I am mating a servo to a sewing machine. I have a 17/32 shaft on the sewing machine and the servo is a 5/8 shaft. The misalignment will be very slight as my machinist skills are in the B to B+ range. The servo shaft is keyed, but the sewing machine shaft is dimpled for a set screw only ( it is hardened ). I am not too sure what RPM range will be yet.

What are the recommended manufacturers for couplings? Any direction will help

Thanks

Jason
 
I am assuming by posting that you are saying these will work. I have some here i can play with but not seeing any key ways on them I did not know if they were suitable.

Thanks

Jason
 
Some have keys, others just a set screw depending on the torque requirements. A key way could always be added as you will likely have to bore for the slightly odd 17/32" Ø anyway.
 
A Lovejoy coupling, generic name is spider shaft coupling, would work.

A search through McMaster Carr leads to many options.
McMaster-Carr

Kyle posted what I was going to.

We have a half dozen machines that use the couplings linked to (Flexible Spider Shaft Couplings) in a servo-to-ballscrew application. I don't see why you can't use them, unless you are going really high speeds.
 
Jason,
I think you may want to look at a clamp type coupling, if you have questions about the single set screw holding the torque, over a long term of a dynamic load like a sewing machine.
Also, is it possible that the one shaft is a 13.5mm ?

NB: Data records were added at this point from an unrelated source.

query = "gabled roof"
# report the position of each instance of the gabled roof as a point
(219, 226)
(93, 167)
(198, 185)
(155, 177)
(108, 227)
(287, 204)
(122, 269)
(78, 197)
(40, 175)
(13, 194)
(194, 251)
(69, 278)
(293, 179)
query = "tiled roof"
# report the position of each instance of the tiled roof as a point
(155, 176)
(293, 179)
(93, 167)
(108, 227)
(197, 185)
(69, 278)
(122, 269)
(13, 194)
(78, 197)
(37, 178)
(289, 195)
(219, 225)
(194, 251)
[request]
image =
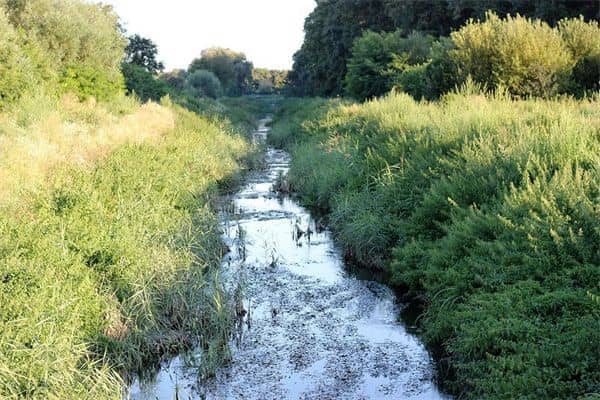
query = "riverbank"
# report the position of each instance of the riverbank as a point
(482, 209)
(305, 327)
(108, 242)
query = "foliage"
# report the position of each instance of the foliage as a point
(379, 59)
(583, 42)
(526, 57)
(231, 68)
(57, 48)
(201, 82)
(491, 208)
(142, 83)
(175, 79)
(86, 81)
(320, 64)
(15, 67)
(330, 30)
(142, 52)
(107, 265)
(268, 81)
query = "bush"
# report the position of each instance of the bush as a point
(203, 83)
(142, 83)
(85, 81)
(378, 59)
(527, 57)
(64, 45)
(583, 41)
(483, 208)
(442, 72)
(16, 74)
(413, 80)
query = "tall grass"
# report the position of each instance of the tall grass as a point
(108, 242)
(485, 209)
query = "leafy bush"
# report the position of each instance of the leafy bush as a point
(378, 59)
(583, 41)
(413, 80)
(108, 267)
(86, 81)
(16, 73)
(142, 83)
(483, 208)
(59, 48)
(203, 83)
(527, 57)
(231, 68)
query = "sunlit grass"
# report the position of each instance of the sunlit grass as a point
(107, 243)
(486, 209)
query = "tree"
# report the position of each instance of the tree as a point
(330, 30)
(66, 51)
(267, 81)
(231, 68)
(379, 59)
(142, 52)
(142, 83)
(203, 83)
(527, 57)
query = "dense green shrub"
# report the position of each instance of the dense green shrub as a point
(379, 59)
(491, 208)
(109, 267)
(527, 57)
(87, 81)
(230, 67)
(16, 74)
(142, 83)
(583, 41)
(203, 83)
(65, 45)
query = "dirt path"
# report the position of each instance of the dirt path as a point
(312, 331)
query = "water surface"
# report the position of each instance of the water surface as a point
(311, 330)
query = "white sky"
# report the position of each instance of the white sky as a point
(268, 31)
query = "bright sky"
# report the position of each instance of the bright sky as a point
(268, 31)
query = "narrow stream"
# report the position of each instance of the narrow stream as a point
(313, 331)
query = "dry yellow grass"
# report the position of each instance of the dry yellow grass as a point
(73, 134)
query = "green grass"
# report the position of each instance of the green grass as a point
(109, 267)
(486, 210)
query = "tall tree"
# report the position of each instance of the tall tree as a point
(330, 30)
(142, 51)
(231, 67)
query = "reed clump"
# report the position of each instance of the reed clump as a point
(484, 208)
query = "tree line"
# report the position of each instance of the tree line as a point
(217, 72)
(50, 46)
(363, 48)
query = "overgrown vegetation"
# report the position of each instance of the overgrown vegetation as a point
(332, 48)
(483, 208)
(108, 243)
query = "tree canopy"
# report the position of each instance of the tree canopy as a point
(143, 51)
(330, 30)
(231, 67)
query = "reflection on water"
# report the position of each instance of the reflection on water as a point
(311, 330)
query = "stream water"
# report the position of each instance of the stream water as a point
(312, 330)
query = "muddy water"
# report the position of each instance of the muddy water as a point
(311, 330)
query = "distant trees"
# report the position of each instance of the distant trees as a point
(203, 83)
(525, 57)
(378, 61)
(320, 66)
(232, 69)
(143, 51)
(140, 69)
(52, 43)
(267, 81)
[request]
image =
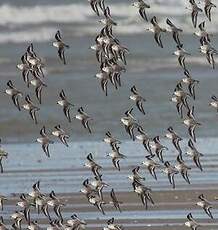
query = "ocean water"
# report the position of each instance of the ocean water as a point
(153, 70)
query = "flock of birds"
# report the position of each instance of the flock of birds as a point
(111, 56)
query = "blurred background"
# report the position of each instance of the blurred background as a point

McMaster, Misumi, MSC all should have couplers in the clamp on style.
 
Be aware that if you use lovejoy couplings, you can have positioning issues due to the flexibility of the spider. Typically use a servo-specific zero backlash type connector for servo applications. These are either metal bellows, double-disk, or spiral cut type connections.
 
re: Flexibility: there is a rotary knife after the machine feeding off an encoder, but I only need +/- 1/16th. Still an issue? No real need for positioning other than that. Off the encoder I will also have some camming going on with a different servo that is feeding material. ( little man has grown up since his first project a few months ago )

Speed is actually at the very low end, but the torque requirements change significantly as the needles have to overcome a large amount of material to go through on the down stroke. I have everything ready to go so I will bore the spiders I have and see.

The shaft mics out at .5312. I think one down fall of the industrial sewing machine maker is that they tried to make everything NOT interchangeable. every part has just the wackiest specs. The machine was US made in the late 40's.

Thanks guys. Will let you know.
 
agree with 3t3d and Tony - backlash is a concern with jaw style couplings.

We use GAM keyless couplings - and if properly bored they simply do not slip even under extreme torque / crash induced shock loading.

They are not cheap - but if you have a time varying torque for motion control - your system response will suffer if you have compliance of any kind in the coupling, especially of the load inertia is much higher than the motor inertia.

look on this page - not a single coupling uses a keyway or setscrew. We do have customers that insist on using a keyway and we often broach a keyway for them - but in my experience with a large number of inadvertent machine crashes under incredibly high loads - the coupling has never slipped.

Servo couplings including bellows couplings and elastomer couplings plus safety couplings from GAM
 
Good luck with this project. Automating things different than a machine tool ball screw is always a nice change.

Here is another vote for staying away from jaw couplings. They just add backlash.

It sounds like the application has all sorts of non-constant loading, so the small backlash may just be dwarfed by other effects. Let us know how it works.